Showing posts with label Sole Survivor. Show all posts
Showing posts with label Sole Survivor. Show all posts

Monday, January 18, 2010

Sole Survivor - a toupological analysis.



A full toupological analysis is no small matter. Thousands of toupologists at the William Shatner School of Toupological Studies must be briefed, touposcopes and other instruments calibrated and then put into use; our various departments must report their findings and collate results and these must then be analyzed and prepared for publication here at Shatner's Toupee. Sometimes, an individual toupologist or a toupological team will make a stunning find - other times, the effort yields very little. That is, alas, the nature of scientific inquiry.

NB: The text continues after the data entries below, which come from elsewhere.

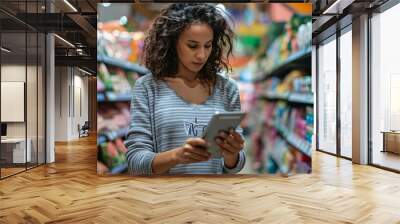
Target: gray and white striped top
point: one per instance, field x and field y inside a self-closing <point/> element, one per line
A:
<point x="162" y="120"/>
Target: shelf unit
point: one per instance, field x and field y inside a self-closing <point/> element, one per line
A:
<point x="108" y="98"/>
<point x="291" y="97"/>
<point x="295" y="60"/>
<point x="112" y="135"/>
<point x="113" y="97"/>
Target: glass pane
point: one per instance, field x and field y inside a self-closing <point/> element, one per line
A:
<point x="346" y="94"/>
<point x="14" y="153"/>
<point x="327" y="97"/>
<point x="31" y="97"/>
<point x="385" y="85"/>
<point x="41" y="99"/>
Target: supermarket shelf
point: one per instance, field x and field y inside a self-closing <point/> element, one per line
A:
<point x="276" y="96"/>
<point x="113" y="97"/>
<point x="300" y="58"/>
<point x="122" y="64"/>
<point x="300" y="144"/>
<point x="291" y="97"/>
<point x="112" y="135"/>
<point x="306" y="98"/>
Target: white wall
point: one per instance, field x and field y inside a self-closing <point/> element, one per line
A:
<point x="69" y="85"/>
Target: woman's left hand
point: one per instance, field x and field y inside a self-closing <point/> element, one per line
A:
<point x="230" y="144"/>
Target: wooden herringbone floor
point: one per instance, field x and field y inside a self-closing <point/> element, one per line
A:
<point x="70" y="191"/>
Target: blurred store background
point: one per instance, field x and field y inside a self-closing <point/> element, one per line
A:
<point x="272" y="64"/>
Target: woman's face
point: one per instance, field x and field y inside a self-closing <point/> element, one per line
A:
<point x="194" y="47"/>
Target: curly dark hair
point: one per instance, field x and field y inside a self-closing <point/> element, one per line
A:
<point x="160" y="54"/>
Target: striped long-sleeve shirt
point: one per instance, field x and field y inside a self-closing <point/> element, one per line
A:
<point x="162" y="120"/>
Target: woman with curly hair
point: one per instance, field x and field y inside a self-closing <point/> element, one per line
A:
<point x="186" y="50"/>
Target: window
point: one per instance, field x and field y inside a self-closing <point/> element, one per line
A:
<point x="346" y="95"/>
<point x="327" y="96"/>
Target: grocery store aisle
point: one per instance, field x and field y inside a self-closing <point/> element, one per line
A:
<point x="71" y="191"/>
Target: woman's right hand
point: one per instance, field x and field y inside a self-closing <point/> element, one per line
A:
<point x="194" y="150"/>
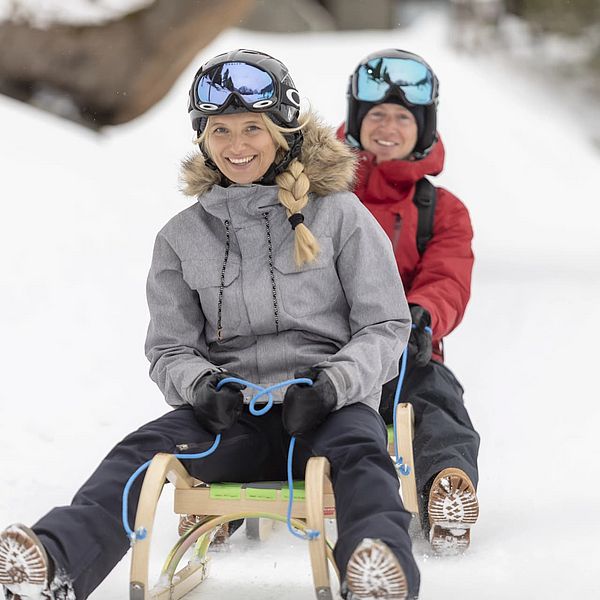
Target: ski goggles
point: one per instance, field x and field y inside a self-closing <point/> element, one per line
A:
<point x="256" y="89"/>
<point x="378" y="77"/>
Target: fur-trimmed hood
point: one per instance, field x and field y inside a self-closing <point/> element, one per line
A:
<point x="328" y="163"/>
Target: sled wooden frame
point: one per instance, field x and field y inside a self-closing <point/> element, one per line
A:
<point x="194" y="497"/>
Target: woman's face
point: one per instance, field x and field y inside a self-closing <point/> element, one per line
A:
<point x="389" y="131"/>
<point x="240" y="146"/>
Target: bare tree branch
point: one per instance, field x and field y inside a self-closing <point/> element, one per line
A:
<point x="111" y="73"/>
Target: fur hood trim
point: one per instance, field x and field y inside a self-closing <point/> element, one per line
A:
<point x="328" y="163"/>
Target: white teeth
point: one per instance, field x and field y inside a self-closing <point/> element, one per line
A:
<point x="241" y="161"/>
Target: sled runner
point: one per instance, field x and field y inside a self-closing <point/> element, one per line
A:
<point x="313" y="502"/>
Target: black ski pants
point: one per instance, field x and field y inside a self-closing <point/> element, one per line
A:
<point x="444" y="434"/>
<point x="87" y="539"/>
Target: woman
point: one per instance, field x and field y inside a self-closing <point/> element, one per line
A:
<point x="391" y="121"/>
<point x="274" y="272"/>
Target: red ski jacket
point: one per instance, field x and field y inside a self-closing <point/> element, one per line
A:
<point x="440" y="279"/>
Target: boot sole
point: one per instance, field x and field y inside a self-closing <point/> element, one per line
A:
<point x="374" y="573"/>
<point x="23" y="559"/>
<point x="453" y="508"/>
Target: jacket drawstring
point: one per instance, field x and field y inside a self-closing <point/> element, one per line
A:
<point x="224" y="267"/>
<point x="273" y="286"/>
<point x="222" y="286"/>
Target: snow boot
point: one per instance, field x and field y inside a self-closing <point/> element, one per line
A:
<point x="26" y="569"/>
<point x="374" y="573"/>
<point x="452" y="508"/>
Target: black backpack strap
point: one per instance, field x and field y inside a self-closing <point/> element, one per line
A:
<point x="425" y="199"/>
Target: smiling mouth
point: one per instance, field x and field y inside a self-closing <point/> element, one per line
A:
<point x="241" y="162"/>
<point x="386" y="143"/>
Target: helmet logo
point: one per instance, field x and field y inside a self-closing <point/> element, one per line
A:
<point x="293" y="96"/>
<point x="262" y="103"/>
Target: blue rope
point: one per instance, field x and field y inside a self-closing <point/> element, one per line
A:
<point x="141" y="532"/>
<point x="402" y="468"/>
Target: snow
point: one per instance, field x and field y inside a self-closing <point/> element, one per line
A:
<point x="80" y="212"/>
<point x="43" y="13"/>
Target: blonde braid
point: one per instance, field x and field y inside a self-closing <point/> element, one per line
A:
<point x="293" y="194"/>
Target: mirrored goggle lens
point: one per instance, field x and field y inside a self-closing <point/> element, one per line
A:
<point x="248" y="82"/>
<point x="375" y="78"/>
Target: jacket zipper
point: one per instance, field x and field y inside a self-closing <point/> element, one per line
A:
<point x="396" y="232"/>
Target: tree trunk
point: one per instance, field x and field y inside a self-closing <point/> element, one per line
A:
<point x="111" y="73"/>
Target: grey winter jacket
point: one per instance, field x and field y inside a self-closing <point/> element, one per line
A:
<point x="345" y="312"/>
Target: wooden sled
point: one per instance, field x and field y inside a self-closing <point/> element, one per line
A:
<point x="313" y="502"/>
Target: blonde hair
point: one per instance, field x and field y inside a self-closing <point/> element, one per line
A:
<point x="293" y="186"/>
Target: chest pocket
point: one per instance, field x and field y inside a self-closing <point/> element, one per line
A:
<point x="311" y="288"/>
<point x="204" y="276"/>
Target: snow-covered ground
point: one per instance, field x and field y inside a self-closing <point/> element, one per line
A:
<point x="79" y="213"/>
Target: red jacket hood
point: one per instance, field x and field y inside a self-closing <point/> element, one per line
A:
<point x="386" y="183"/>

Which brings us to Sole Survivor, a 1970 TV movie featuring William Shatner in a supporting role. The plot, such as it can be deciphered, revolves around the ghosts of a crashed WWII bomber hanging around in the desert by their wrecked plane seemingly awaiting rescue. Bill Shatner plays a Lieutenant Colonel sent years later, along with an army team that includes the lone survivor, to the crash site to understand what went on.

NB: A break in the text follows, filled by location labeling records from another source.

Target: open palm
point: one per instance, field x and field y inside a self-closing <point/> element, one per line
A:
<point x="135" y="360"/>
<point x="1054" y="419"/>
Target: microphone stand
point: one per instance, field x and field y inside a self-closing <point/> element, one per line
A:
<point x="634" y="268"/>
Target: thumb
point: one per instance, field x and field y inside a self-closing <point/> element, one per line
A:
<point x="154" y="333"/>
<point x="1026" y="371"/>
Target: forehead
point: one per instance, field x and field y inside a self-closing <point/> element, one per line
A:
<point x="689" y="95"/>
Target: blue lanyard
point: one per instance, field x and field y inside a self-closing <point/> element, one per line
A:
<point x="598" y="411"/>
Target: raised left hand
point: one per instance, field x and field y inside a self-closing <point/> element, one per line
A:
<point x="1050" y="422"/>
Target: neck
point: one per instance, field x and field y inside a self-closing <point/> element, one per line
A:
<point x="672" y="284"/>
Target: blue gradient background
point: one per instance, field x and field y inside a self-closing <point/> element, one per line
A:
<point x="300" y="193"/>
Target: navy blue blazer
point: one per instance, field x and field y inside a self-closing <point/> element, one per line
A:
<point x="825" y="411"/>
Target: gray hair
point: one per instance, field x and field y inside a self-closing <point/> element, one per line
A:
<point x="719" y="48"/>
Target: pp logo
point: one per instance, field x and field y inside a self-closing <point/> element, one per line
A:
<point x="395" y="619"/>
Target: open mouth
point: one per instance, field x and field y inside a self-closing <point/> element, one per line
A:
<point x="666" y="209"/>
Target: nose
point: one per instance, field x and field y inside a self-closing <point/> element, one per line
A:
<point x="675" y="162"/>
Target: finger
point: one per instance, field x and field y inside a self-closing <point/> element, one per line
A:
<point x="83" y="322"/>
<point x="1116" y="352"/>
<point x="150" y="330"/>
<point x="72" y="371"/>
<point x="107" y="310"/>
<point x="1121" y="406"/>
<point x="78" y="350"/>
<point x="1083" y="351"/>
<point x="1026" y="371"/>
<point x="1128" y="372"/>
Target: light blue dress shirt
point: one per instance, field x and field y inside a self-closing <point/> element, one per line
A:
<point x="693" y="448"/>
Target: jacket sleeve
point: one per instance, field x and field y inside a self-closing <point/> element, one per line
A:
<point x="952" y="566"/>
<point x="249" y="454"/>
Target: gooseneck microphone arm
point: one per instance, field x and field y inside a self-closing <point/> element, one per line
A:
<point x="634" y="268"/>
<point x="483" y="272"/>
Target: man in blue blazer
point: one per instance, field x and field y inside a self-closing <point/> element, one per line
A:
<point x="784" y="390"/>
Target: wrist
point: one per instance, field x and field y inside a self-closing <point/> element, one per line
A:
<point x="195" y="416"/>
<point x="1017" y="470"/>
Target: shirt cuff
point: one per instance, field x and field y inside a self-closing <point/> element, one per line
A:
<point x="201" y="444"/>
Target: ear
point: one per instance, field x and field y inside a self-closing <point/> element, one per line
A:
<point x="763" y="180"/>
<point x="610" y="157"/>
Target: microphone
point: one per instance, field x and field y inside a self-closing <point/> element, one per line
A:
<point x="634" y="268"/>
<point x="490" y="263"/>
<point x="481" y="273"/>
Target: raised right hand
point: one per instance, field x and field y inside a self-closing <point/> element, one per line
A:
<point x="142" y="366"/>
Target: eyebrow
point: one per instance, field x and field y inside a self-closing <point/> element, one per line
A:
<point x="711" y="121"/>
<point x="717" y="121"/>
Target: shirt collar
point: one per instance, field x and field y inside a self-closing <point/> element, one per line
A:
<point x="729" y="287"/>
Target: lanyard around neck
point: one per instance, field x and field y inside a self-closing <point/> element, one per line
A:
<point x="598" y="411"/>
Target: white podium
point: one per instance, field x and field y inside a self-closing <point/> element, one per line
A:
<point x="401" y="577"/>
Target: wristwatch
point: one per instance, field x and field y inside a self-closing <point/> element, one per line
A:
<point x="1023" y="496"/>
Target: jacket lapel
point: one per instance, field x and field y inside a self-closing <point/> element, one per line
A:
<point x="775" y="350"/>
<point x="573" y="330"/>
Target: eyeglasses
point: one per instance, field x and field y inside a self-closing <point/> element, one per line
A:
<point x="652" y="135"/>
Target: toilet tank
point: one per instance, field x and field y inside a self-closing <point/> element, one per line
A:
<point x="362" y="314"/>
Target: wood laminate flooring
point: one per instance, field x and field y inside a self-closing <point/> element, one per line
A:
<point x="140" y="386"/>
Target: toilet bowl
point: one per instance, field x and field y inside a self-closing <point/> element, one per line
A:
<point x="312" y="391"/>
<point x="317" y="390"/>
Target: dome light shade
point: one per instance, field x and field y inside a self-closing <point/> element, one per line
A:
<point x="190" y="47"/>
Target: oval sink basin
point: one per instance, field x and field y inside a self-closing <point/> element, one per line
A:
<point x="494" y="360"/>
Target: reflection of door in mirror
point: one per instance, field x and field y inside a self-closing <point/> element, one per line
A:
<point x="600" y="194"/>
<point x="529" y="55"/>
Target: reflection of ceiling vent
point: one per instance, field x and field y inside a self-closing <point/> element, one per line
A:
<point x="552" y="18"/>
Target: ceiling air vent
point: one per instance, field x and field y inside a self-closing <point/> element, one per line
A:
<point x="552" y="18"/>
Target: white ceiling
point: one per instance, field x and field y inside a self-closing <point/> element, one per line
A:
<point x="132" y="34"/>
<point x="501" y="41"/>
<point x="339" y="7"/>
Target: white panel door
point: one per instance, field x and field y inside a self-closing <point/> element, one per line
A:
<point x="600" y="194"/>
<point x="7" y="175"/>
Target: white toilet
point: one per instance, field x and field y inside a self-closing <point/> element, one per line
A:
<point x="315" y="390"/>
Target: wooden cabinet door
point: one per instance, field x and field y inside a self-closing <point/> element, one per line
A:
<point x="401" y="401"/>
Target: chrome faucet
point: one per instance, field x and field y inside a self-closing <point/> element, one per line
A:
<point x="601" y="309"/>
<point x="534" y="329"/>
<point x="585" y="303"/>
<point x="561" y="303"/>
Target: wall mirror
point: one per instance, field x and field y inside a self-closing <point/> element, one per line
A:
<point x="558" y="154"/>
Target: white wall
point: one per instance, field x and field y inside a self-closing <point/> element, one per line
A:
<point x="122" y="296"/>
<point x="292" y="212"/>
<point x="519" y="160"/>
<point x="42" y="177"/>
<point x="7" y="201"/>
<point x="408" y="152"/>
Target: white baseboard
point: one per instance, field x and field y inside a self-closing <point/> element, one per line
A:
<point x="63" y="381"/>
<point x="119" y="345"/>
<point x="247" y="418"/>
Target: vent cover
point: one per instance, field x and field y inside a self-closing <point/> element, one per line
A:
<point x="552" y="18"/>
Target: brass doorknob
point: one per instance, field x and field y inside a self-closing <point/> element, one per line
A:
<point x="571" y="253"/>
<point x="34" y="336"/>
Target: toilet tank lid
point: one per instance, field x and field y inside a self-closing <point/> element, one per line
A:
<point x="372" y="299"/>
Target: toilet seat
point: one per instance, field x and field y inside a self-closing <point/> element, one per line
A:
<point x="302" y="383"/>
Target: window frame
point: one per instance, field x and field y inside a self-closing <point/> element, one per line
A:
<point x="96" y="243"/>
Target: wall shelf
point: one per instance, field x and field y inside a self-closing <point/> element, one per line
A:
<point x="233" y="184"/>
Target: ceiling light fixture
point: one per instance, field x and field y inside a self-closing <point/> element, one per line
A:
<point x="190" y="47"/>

Confused? So were we (click here to read a more comprehensible plot summary). To put it bluntly, we thought this film was downright dreadful. Watching toupee glue dry might have been more entertaining. Endless torrents of over-earnest, badly-written dialogue could barely conceal the complete lack of either meaningful action or realistic characters.


"Don't you understand Devlin? The system's been good to me."

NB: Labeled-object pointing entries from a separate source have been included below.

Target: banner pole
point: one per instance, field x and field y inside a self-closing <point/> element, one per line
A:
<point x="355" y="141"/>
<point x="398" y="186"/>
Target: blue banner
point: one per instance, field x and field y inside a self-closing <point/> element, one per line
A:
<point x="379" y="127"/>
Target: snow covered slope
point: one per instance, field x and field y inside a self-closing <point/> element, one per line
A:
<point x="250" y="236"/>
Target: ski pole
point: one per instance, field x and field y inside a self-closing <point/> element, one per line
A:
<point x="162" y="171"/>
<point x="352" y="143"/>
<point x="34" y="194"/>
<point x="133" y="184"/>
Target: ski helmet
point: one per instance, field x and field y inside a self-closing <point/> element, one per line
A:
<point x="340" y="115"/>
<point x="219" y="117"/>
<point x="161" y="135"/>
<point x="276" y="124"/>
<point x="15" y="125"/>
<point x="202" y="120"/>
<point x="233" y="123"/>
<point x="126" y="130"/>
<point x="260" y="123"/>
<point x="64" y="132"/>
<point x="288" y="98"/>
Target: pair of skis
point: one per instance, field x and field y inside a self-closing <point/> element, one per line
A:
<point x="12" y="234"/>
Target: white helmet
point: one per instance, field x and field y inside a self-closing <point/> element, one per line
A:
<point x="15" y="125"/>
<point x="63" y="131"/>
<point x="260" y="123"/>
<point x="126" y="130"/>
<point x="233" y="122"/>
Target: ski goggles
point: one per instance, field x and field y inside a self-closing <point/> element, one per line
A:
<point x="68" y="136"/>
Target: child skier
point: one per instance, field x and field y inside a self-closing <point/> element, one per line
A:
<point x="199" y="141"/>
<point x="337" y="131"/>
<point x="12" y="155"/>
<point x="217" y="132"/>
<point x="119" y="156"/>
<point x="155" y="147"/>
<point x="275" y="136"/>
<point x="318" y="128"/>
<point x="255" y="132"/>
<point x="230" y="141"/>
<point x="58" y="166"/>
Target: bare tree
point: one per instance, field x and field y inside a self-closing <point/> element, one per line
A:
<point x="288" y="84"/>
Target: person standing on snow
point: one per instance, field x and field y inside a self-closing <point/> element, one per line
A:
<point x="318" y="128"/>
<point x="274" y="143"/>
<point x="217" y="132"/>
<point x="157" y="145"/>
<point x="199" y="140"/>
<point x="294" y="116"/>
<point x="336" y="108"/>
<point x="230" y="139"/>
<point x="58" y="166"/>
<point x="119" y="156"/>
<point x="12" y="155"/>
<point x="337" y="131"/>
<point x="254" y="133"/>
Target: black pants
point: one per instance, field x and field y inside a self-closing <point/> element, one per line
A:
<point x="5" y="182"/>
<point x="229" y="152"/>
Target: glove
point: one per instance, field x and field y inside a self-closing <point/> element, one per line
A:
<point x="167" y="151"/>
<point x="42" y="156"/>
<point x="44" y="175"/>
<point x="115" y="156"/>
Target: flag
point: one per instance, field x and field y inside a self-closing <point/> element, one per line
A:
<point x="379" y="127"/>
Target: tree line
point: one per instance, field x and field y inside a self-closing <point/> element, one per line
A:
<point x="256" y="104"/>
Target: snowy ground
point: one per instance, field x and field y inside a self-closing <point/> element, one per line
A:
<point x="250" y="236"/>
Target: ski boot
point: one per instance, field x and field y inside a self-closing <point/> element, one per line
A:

The entire film is based upon the one contrivance about the survivors being ghosts (the story apparently taken from a Twilight Zone episode; Star Trek: DS9's "Hard Time" also did a far more effective and powerful job of telling this kind of story). Bill Shatner is wasted in his role as LtC Josef Gronke, clearly struggling as an actor to give dramatic meaning to the aforementioned incomprehensibly muddled and meaningless 1950s-soap-commercial-style dialogue.

In a desperate effort to try to add some entertainment value to Sole Survivor, Bill Shatner resorts to Karate-chopping a piece of cloth.

Lou Antonio, who coincidentally guest-starred in Star Trek's most verbose episode, third season's "Let That Be Your Last Battlefield" also appears in this movie. Sole Survivor is very much like that Trek installment - based around one gimmick with endless talking, talking, talking filling in the rest.

Lou Antonio in Sole Survivor.

Now, to the hair...

In this early post-Star Trek period, Bill Shatner still has a relatively decent toupee; it would go downhill fast in the next few years.


Shats spends much of the film in hats (or Shat spends much of the film in a hat) - considering the amount of footage that was filmed in the hot desert, that was probably a wise decision. Whether he took off the toup for these scenes, we'll probably never know.

33 minutes in, a man tells Bill Shatner's character "Your hands must be pretty sticky by now." Was this a subtle reference to toupee glue?:


But only one real moment of toupological interest emerged:



Towards the end of the movie, Bill Shatner's character speeds along in an automobile (we wish we could say why, but our staff was numb with boredom by this point), his toup exposed to a considerable gust of wind (was this an expression of relief that the movie was almost over like in Pray for the Wildcats?).

Bill Shatner's toup flails in the wind.

If anyone out there feels we've been unfair and has anything good to say about this movie, please help us out in the comments section! Try as we might, we really can't recommend Sole Survivor on any level - we'd feel guilty for wasting your time! An admittedly very poor copy of this TV movie can be watched on YouTube or at Google video.